Inequality and Organizations: Finally Someone Speaking My Language!

I have talked here before about how shocked I am that org theory so rarely engages ideas of inequality. I mean, we even call structural racism institutional racism. The word institutional is right there! Why so little theorizing about how institutions reproduce inequality or how they can be disrupted to, in turn, disrupt inequality? I’m not talking about theories that acknowledge institutional processes. Many great scholars do that. But most engage it theoretically while empirically analyzing at the individual, group or nation-state level. There’s little meso level analysis or organizations, organizational fields, org processes and the like.

I don’t know why that is. But I’ve even bugged Fabio Rojas over at orgtheory.net about it before. People are doing it but it doesn’t seem to have a sustained research focus.
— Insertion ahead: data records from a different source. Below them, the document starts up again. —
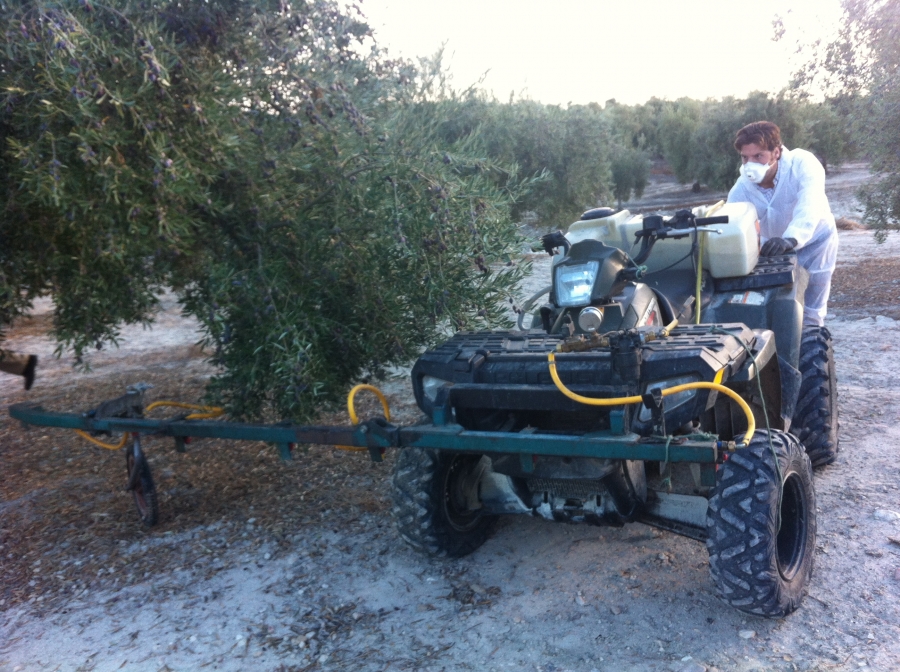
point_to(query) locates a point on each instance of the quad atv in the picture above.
(665, 330)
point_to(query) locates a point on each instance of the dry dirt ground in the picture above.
(258, 565)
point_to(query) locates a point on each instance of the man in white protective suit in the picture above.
(787, 186)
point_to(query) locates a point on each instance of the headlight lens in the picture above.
(672, 401)
(574, 283)
(431, 385)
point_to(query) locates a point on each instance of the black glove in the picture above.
(775, 247)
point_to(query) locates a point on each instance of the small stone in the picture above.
(887, 515)
(692, 667)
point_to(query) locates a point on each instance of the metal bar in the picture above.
(378, 435)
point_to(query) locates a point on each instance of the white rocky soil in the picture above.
(343, 592)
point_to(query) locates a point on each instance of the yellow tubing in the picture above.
(108, 446)
(208, 411)
(668, 328)
(351, 410)
(620, 401)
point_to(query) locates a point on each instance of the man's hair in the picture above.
(763, 133)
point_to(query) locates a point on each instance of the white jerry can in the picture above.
(733, 252)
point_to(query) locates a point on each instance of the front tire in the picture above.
(815, 420)
(757, 567)
(433, 492)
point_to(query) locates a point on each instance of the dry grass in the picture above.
(847, 224)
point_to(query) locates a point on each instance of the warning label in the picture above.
(749, 298)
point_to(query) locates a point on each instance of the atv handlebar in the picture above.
(682, 224)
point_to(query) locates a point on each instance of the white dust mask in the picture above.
(755, 172)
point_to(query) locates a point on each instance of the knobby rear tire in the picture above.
(758, 568)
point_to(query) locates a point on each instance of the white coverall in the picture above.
(798, 208)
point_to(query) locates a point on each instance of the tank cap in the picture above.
(598, 213)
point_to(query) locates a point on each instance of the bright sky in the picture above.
(583, 51)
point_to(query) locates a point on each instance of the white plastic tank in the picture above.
(733, 252)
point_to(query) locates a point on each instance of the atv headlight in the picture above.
(672, 401)
(431, 385)
(575, 282)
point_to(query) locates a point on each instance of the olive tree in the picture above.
(266, 161)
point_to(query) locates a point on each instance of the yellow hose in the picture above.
(208, 411)
(351, 410)
(620, 401)
(666, 330)
(108, 446)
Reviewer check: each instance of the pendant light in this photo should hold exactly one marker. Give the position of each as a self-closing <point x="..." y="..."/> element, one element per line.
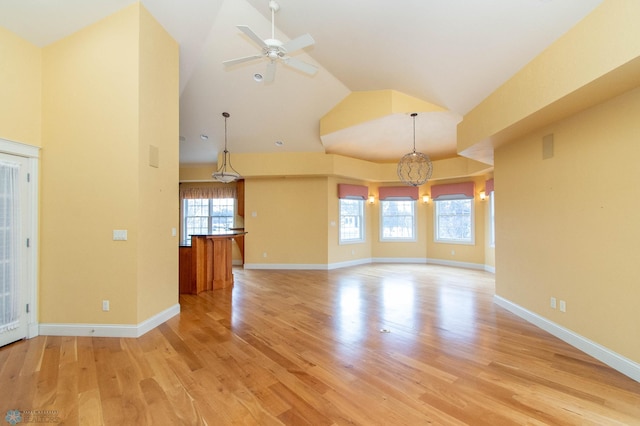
<point x="415" y="168"/>
<point x="223" y="174"/>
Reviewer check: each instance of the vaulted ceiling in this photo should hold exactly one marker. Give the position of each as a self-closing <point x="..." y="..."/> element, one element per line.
<point x="449" y="53"/>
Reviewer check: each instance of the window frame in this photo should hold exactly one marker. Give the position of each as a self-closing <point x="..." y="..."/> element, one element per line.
<point x="436" y="221"/>
<point x="186" y="237"/>
<point x="414" y="227"/>
<point x="362" y="237"/>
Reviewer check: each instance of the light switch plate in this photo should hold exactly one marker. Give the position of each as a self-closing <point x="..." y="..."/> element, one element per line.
<point x="119" y="235"/>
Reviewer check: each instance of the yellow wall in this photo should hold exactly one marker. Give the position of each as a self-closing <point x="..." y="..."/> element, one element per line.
<point x="20" y="90"/>
<point x="597" y="59"/>
<point x="319" y="216"/>
<point x="98" y="123"/>
<point x="158" y="186"/>
<point x="287" y="219"/>
<point x="567" y="228"/>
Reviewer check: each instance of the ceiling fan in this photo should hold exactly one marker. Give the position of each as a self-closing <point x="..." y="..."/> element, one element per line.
<point x="274" y="50"/>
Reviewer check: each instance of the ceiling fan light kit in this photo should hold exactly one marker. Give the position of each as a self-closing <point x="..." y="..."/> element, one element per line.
<point x="226" y="173"/>
<point x="275" y="50"/>
<point x="415" y="168"/>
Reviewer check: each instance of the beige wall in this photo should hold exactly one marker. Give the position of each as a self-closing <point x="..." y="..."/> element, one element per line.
<point x="297" y="217"/>
<point x="158" y="129"/>
<point x="20" y="90"/>
<point x="98" y="122"/>
<point x="286" y="219"/>
<point x="567" y="228"/>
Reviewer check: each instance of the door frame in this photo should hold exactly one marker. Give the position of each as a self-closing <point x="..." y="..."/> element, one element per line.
<point x="32" y="154"/>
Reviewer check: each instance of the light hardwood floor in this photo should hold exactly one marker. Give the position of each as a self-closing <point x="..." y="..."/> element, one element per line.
<point x="370" y="345"/>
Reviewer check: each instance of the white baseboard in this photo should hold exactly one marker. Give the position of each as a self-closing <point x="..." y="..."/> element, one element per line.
<point x="338" y="265"/>
<point x="109" y="330"/>
<point x="616" y="361"/>
<point x="348" y="263"/>
<point x="399" y="260"/>
<point x="291" y="266"/>
<point x="465" y="265"/>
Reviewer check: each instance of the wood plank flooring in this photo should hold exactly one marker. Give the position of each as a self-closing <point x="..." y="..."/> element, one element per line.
<point x="369" y="345"/>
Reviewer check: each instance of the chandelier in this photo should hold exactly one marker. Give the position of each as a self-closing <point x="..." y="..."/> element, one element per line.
<point x="415" y="168"/>
<point x="222" y="174"/>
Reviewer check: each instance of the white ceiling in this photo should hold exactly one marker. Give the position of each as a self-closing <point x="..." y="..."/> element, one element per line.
<point x="451" y="53"/>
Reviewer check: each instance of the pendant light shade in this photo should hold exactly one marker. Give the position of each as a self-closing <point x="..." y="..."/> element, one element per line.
<point x="226" y="173"/>
<point x="415" y="168"/>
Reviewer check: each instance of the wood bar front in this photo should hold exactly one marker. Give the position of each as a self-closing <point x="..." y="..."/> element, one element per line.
<point x="210" y="263"/>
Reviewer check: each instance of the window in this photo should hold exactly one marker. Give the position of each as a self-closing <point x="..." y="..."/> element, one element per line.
<point x="397" y="220"/>
<point x="351" y="220"/>
<point x="454" y="221"/>
<point x="203" y="216"/>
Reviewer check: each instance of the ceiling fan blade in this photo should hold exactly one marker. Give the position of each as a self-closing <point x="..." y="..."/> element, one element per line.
<point x="236" y="61"/>
<point x="300" y="66"/>
<point x="270" y="74"/>
<point x="298" y="43"/>
<point x="253" y="36"/>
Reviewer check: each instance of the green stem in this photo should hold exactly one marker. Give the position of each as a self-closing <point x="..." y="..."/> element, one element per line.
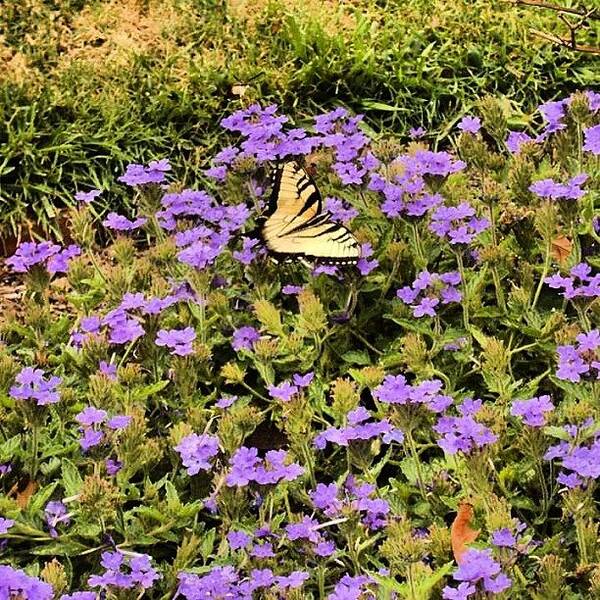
<point x="547" y="259"/>
<point x="465" y="302"/>
<point x="421" y="259"/>
<point x="412" y="449"/>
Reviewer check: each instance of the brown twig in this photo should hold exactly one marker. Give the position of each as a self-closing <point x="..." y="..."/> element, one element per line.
<point x="564" y="42"/>
<point x="589" y="14"/>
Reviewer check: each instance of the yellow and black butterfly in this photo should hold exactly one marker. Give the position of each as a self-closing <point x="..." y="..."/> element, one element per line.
<point x="296" y="224"/>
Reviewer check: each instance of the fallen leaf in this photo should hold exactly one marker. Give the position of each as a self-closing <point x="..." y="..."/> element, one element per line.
<point x="461" y="532"/>
<point x="561" y="248"/>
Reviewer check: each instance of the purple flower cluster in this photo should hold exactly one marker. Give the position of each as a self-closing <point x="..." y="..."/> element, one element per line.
<point x="95" y="424"/>
<point x="533" y="411"/>
<point x="31" y="385"/>
<point x="470" y="125"/>
<point x="581" y="359"/>
<point x="406" y="193"/>
<point x="308" y="529"/>
<point x="580" y="462"/>
<point x="429" y="290"/>
<point x="197" y="450"/>
<point x="123" y="327"/>
<point x="395" y="390"/>
<point x="478" y="571"/>
<point x="334" y="501"/>
<point x="154" y="172"/>
<point x="55" y="513"/>
<point x="244" y="338"/>
<point x="225" y="583"/>
<point x="457" y="224"/>
<point x="359" y="428"/>
<point x="463" y="433"/>
<point x="121" y="223"/>
<point x="339" y="210"/>
<point x="548" y="188"/>
<point x="52" y="256"/>
<point x="264" y="137"/>
<point x="179" y="341"/>
<point x="591" y="141"/>
<point x="125" y="572"/>
<point x="246" y="467"/>
<point x="87" y="197"/>
<point x="581" y="283"/>
<point x="17" y="584"/>
<point x="340" y="132"/>
<point x="284" y="391"/>
<point x="349" y="587"/>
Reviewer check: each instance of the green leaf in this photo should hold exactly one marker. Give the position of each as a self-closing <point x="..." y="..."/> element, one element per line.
<point x="72" y="481"/>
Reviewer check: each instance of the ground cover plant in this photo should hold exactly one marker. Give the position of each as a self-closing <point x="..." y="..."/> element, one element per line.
<point x="86" y="87"/>
<point x="180" y="417"/>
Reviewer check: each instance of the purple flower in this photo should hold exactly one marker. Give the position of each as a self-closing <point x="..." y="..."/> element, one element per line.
<point x="113" y="466"/>
<point x="470" y="124"/>
<point x="87" y="197"/>
<point x="591" y="142"/>
<point x="503" y="538"/>
<point x="5" y="525"/>
<point x="121" y="223"/>
<point x="55" y="259"/>
<point x="478" y="566"/>
<point x="533" y="411"/>
<point x="249" y="251"/>
<point x="464" y="433"/>
<point x="364" y="265"/>
<point x="55" y="513"/>
<point x="136" y="174"/>
<point x="553" y="113"/>
<point x="225" y="402"/>
<point x="125" y="571"/>
<point x="197" y="450"/>
<point x="109" y="370"/>
<point x="33" y="386"/>
<point x="247" y="467"/>
<point x="516" y="139"/>
<point x="416" y="133"/>
<point x="396" y="390"/>
<point x="238" y="539"/>
<point x="575" y="361"/>
<point x="430" y="289"/>
<point x="548" y="188"/>
<point x="351" y="588"/>
<point x="339" y="210"/>
<point x="179" y="341"/>
<point x="457" y="224"/>
<point x="283" y="391"/>
<point x="119" y="422"/>
<point x="244" y="338"/>
<point x="17" y="584"/>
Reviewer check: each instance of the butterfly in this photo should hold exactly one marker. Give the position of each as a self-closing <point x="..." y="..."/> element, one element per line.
<point x="296" y="224"/>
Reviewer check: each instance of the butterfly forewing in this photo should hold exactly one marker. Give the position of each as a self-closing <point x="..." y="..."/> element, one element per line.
<point x="296" y="225"/>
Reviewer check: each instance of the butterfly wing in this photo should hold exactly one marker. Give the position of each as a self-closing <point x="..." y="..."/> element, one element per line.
<point x="296" y="224"/>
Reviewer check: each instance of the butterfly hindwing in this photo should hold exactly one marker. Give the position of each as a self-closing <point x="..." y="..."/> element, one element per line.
<point x="296" y="224"/>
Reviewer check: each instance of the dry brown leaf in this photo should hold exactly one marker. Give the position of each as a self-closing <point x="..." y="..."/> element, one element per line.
<point x="461" y="532"/>
<point x="561" y="248"/>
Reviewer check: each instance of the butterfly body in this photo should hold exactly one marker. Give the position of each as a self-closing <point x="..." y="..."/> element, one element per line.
<point x="296" y="225"/>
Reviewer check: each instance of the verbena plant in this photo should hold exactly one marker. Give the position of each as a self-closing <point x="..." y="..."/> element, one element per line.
<point x="179" y="415"/>
<point x="86" y="87"/>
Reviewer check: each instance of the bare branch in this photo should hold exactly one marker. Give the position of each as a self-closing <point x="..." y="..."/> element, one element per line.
<point x="586" y="14"/>
<point x="565" y="42"/>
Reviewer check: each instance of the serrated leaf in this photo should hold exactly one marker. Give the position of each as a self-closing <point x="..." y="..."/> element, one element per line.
<point x="72" y="481"/>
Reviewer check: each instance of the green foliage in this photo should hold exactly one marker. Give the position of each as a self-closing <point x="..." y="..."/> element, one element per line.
<point x="87" y="87"/>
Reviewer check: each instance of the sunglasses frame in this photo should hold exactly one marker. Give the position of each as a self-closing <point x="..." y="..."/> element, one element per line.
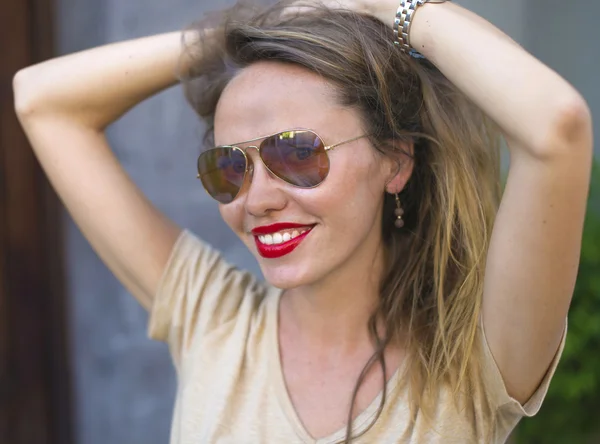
<point x="258" y="148"/>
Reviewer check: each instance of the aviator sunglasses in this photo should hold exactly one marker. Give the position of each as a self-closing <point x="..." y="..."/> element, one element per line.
<point x="298" y="157"/>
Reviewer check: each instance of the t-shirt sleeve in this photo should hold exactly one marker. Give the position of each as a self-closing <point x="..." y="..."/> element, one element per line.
<point x="508" y="406"/>
<point x="197" y="292"/>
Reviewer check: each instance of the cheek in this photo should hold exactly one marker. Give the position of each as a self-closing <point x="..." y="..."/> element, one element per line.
<point x="233" y="216"/>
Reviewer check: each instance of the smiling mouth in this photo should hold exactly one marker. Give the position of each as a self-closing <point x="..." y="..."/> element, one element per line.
<point x="281" y="243"/>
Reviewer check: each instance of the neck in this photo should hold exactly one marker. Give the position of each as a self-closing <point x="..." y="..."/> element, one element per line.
<point x="334" y="312"/>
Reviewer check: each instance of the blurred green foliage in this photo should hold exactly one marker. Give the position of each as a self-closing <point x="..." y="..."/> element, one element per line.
<point x="571" y="412"/>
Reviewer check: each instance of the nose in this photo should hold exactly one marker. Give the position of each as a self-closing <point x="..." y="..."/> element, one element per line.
<point x="265" y="192"/>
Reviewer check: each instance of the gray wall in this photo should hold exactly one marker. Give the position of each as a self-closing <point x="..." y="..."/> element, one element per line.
<point x="124" y="383"/>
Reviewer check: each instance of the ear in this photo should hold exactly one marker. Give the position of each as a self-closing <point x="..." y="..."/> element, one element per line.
<point x="400" y="167"/>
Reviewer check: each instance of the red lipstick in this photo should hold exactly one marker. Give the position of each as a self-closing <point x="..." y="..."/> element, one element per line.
<point x="279" y="250"/>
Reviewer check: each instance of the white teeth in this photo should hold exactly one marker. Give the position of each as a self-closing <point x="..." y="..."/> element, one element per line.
<point x="278" y="238"/>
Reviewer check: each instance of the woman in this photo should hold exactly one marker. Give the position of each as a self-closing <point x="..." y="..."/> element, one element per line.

A colleague forwarded me a CFP for a conference that seems to feel the way I feel:

 

Although the relevance of organizational research to societal problems has been a heated debate for at least a decade and has generated a proliferation of polemics and prescriptions (Starkey & Madan, 2001, Hinings & Greenwood, 2002, Gulati, 2007, Lorsch, 2009, Dover & Lawrence, 2010), organizational scholars have not produced sufficient systematic empirical and theoretical examinations of social inequality, and especially of how organizations and institutions contribute to or mitigate inequality.

A critical way in which organizational scholars can contribute to a better understanding of social inequality is through an examination of the roles played by organizations and institutions in producing, reproducing, and lessening social inequality. An institutional perspective on these issues would highlight the ways in which social rules, beliefs, norms, values and practices are mediated through formal organizations to reinforce or challenge social inequality.  It would further highlight the institutional work of individual and organizational actors in the formation, ongoing operation, and potential transformation of institutions that include certain groups, while excluding others, reinforce unequal access to power and decision-making mechanisms, and provide freedom and wealth to some parts of society, while impoverishing and constraining others.

I went to no fewer than five conferences this year. One of which was one I organized and convened. I am broke and broken as a result. Conferencing is hard work.  But this is too good to pass up. I’m playing it cool in my cover letter but don’t think I’m above bribery. An excerpt from my giddy abstract, written giddidly:

Why a gendered analysis of for-profit higher education? In 2000, the for-profit college sector accounted for 3 percent of all enrolled undergraduates in the United States. In 2009, the sector accounted for 9 percent, or 1.2 million students. That makes for-profits the fastest growing sector of higher education. For-profit colleges are more expensive than all but the most elite private degrees with relatively non-existent admissions criteria. As a consequence of their open admissions and access to federal student loan programs, for-profit colleges have grown quickly and millions of students have accumulated large amounts of debt attending them. Almost 70 percent of those students are women. Despite this, it is difficult to interrogate why so many women enroll in expensive for-profit degree programs because the dominant market morality – the social construction of economic market processes as inherently right and natural (Polanyi 1957) – casts individual actors as education consumers while ignoring the organizational forces that constrain individual decision-making. A gendered analysis redresses this theoretical limitation and provides the best way to answer these questions: 1) why are so many women enrolled in for-profit colleges and 2) under what conditions are the social and economic outcomes of women in for-profit colleges shaped by the organizational processes of the sector of higher education in which they participate?